Colombe Émilie Jessy Menos veut que le tourisme soit une priorité pour Haïti

La ministre du Tourisme, Colombe Émilie Jessy Menos, lors de la 41e conférence des «Lundis de la presse», a mis en évidence les principales actions qu’elle a menées à travers son programme baptisé « Zafè touris se zafè tout moun », les avancées, les difficultés et les perspectives dudit programme. Mme Menos dit relever à la fois de l’augmentation au niveau des arrivées touristiques, l’accompagnement des projets d’investissement touristique et l’absence de direction d’aménagement des sites touristiques.

Publié le 2018-05-10 | Le Nouvelliste

« Le MDT appuie près de huit projets d’investissement touristique, dont six dans l’hébergement et deux dans le transport touristique. Nous avons recensé une augmentation au niveau des arrivées touristiques, à savoir 1 188 314 touristes en 2015, 1 242 426 en 2016 et 1 480 797 en 2017. Ces 8 projets totalisent 35 251 092 dollars américains », a fait savoir Colombe Emilie Jessy Menos, titulaire du ministère de Tourisme. Dénombrant les avancées de son ministère en matière de tourisme, notamment des formations, des promotions, d’aménagement et de conservation des sites, Mme Menos entend mettre sur pied un comité de gestion afin de réaménager les différents sites touristiques à travers le pays.

Après avoir mis l’accent sur la mise en place d'un nouveau curriculum pour les élèves des écoles hôtelières du pays qui, d’après Mme Menos, répond aux normes et aux critères de toute la Caraïbe, elle a précisé que les écoles hôtelières et touristiques du pays allaient bénéficier d'une formation standard. Elle a réalisé un diagnostic institutionnel qui lui a permis de découvrir que le ministère dont elle tient les rênes depuis 14 mois n’est pas outillé pour remplir convenablement sa mission. « Le MDT n’est jamais outillé pour avoir une direction d’aménagement des sites touristiques », a-t-elle souligné.

Selon la ministre du Tourisme, le ministère du Tourisme est présent seulement dans 3 départements : le Nord, le Sud et le Sud-Est. L’absence d’un plan d’aménagement touristique, de direction nationale de croisière, de direction nationale de la logistique des sites, ajoute Mme Menos, figurent parmi les difficultés que connaît le ministère du Tourisme. « Pas de direction départementale dans le département de l’Ouest. Les travaux d’aménagement sont tombés en désuétude », a-t-elle expliqué

Mme Menos, qui veut que le MDT remplisse convenablement son vrai rôle dans le pays encourage des organismes de l’État et des entreprises privées à mettre la main à la pâte et à faire du tourisme leur priorité. « 79 pays au monde font du tourisme leur moteur de développement. Pourquoi en Haïti le tourisme ne devient-il pas une priorité ? Pourquoi aujourd’hui Haïti, avec toutes ces potentialités touristiques, ne peut pas recevoir entre 6 et 10 millions de touristes ? », se questionne la dirigeante du MDT, qui croit dur comme fer que le tourisme est le secteur le plus porteur pour l’économie nationale.

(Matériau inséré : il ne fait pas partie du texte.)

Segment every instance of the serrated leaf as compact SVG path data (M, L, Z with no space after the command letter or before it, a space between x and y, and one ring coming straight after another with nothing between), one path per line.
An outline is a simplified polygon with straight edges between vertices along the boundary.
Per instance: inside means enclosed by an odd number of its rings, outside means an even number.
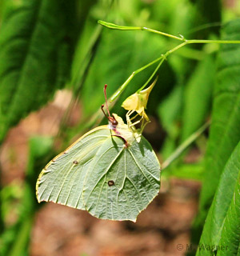
M54 158L38 178L38 202L86 210L103 219L135 221L158 193L159 162L143 137L139 143L129 138L126 146L113 132L107 126L95 128Z
M9 1L0 33L0 141L68 77L74 1Z
M227 162L208 213L201 237L198 255L238 255L240 242L240 142ZM218 247L218 246L219 246ZM202 250L200 250L202 248ZM223 247L222 247L223 248Z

Tout en défendant l'idée que cette question doit intéresser tout le monde, le développement du secteur touristique, enchaîne Mme Menos, va passer par l’implication de tous les Haïtiens. Elle entend, dans les années à venir, créer des chambres d’hôtel et près de 450 emplois directs et 900 emplois indirects. « Si le secteur touristique est bien organisé, nous pourrons créer près de 50 emplois et 50 carrières », a-t-elle renchéri, tout en soulignant que, quel que soit l’investissement effectué dans le secteur touristique, les retombées se feront sentir dans moins de deux ans. Elle promet de déposer une proposition de loi au Parlement haïtien pour régulariser le secteur touristique.

Conscientes de l'insalubrité et de l’insécurité qui affectent les arrivées touristiques dans le pays, la ministre Menos soutient qu’elle travaille de concert avec d’autres institutions, notamment le ministère de la Santé publique et de la Population, la Police nationale d’Haïti (PNH), le ministère des Haïtiens vivant à l’étranger (MHAVE), le ministère de l’Environnement en vue d’accueillir les potentiels touristes aux fêtes champêtres de cette année. Elle veut augmenter le nombre des policiers formant la Police touristique (POLITOUR) pour atteindre un nombre de 500 policiers.